Endocr Pract. 2019 Jun 06;:

Authors: Saeed ZI, Bancos I, Donegan D

Abstract
Background: Opioid-induced adrenal insufficiency (OIAI) is reported in up to 29% of chronic opioid users through suppression of the hypothalamus-pituitary-adrenal axis. Unrecognized adrenal insufficiency leads to increased morbidity and potentially death; thus, healthcare provider (HCP) awareness of OIAI is crucial. Objective: To assess the knowledge and current practices of HCPs regarding OIAI and to identify factors associated with decreased awareness. Methods: Cross-sectional, anonymous survey of HCPs in internal medicine specialties that prescribe or care for patients taking chronic opioids. Results: Of 91 (30%) participants who completed the survey, 51 (56%) were men and 52 (57%) were in training.
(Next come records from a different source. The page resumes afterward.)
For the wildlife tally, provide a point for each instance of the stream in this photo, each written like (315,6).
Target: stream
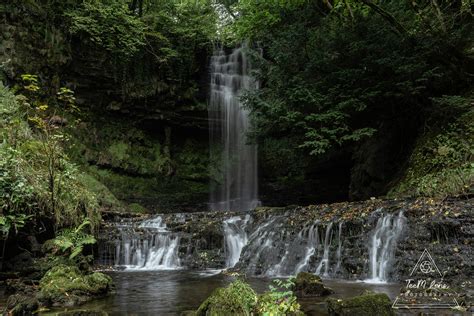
(172,292)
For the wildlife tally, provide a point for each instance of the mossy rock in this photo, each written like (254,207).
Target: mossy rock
(20,304)
(236,299)
(66,286)
(271,304)
(367,304)
(310,285)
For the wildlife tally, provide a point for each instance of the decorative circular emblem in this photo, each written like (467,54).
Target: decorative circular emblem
(426,267)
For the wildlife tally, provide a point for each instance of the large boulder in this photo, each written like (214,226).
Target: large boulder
(310,285)
(66,286)
(236,299)
(368,303)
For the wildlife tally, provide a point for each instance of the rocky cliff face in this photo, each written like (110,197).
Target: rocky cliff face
(335,240)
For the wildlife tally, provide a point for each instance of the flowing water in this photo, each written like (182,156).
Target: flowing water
(383,245)
(173,292)
(235,238)
(147,246)
(236,185)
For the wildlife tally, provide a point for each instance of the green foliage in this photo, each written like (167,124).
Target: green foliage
(367,304)
(442,163)
(238,298)
(71,241)
(108,25)
(137,208)
(62,281)
(332,71)
(36,177)
(280,300)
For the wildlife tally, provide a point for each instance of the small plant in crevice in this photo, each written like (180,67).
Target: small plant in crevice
(70,242)
(279,300)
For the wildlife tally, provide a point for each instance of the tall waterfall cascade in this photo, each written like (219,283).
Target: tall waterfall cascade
(148,246)
(236,183)
(383,244)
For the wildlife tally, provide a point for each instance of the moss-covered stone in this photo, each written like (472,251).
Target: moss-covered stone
(67,286)
(277,303)
(308,284)
(368,303)
(236,299)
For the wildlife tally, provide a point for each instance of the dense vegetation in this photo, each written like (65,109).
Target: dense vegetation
(103,107)
(338,75)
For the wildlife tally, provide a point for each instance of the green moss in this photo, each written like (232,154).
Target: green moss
(236,299)
(271,304)
(137,208)
(135,165)
(62,283)
(106,199)
(442,163)
(367,304)
(308,284)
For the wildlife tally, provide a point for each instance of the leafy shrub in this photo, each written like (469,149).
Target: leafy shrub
(442,163)
(108,25)
(238,298)
(62,281)
(71,241)
(280,300)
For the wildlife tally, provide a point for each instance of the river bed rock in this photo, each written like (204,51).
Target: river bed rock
(279,241)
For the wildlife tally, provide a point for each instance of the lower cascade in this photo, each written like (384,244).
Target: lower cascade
(235,238)
(268,245)
(383,244)
(149,246)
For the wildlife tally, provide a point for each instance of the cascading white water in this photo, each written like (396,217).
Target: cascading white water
(154,248)
(235,238)
(236,186)
(383,245)
(339,249)
(325,261)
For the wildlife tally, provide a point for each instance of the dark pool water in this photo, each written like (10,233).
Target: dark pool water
(173,292)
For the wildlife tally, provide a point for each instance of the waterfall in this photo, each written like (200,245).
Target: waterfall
(313,242)
(327,243)
(149,247)
(383,243)
(339,250)
(235,238)
(236,183)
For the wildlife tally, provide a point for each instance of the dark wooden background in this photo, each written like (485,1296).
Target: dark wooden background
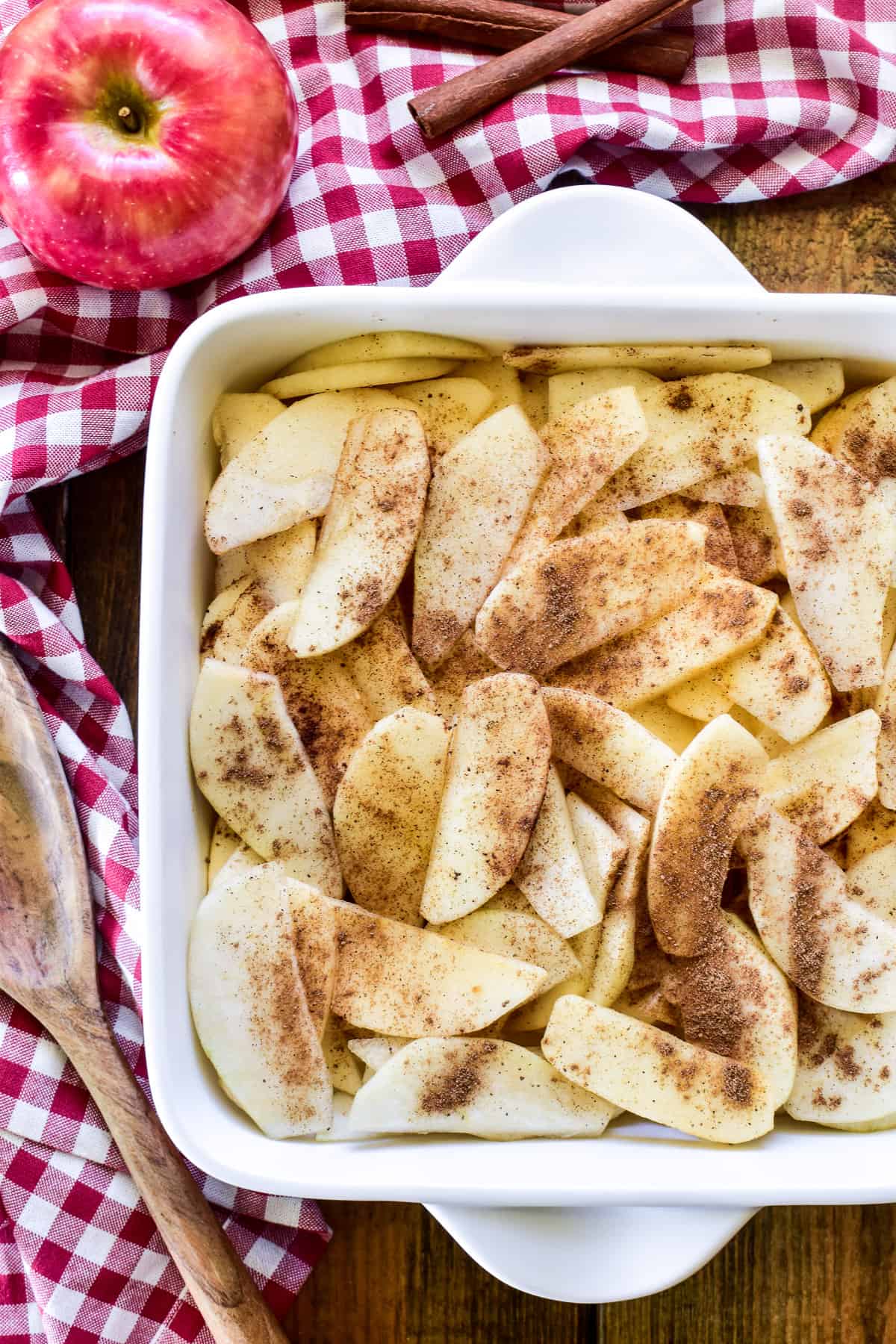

Most responders were general internal medicine providers (n=33, 36%), followed by endocrinologists (n=13, 14%) and various other specialties (n=45, 49%). While 61 (67%) of respondents prescribe opioids, only 17 (19%) were comfortable in their knowledge of opioid side effects. Among non-endocrine providers, 53 (68%) identified AI as known opioid-induced endocrinopathy. Compared to other providers, endocrinologists were more likely to recognize opioid-related endocrinopathies (69% vs 24%, P = 0.01) and identify the correct symptoms for OIAI (38% vs 9% P <0.001). One in 4 non-endocrine providers reported discomfort in managing glucocorticoid replacement therapy. The majority (60%) of providers indicated that online resources and CME lectures would improve knowledge of OIAI. Conclusions: Our study identified several deficiencies in HCP knowledge of opioid-induced endocrine effects, especially in non-endocrine providers. As many symptoms of OIAI overlap with those of underlying condition, OIAI could be potentially missed highlighting the need to further educate providers about opioid-induced endocrinopathies.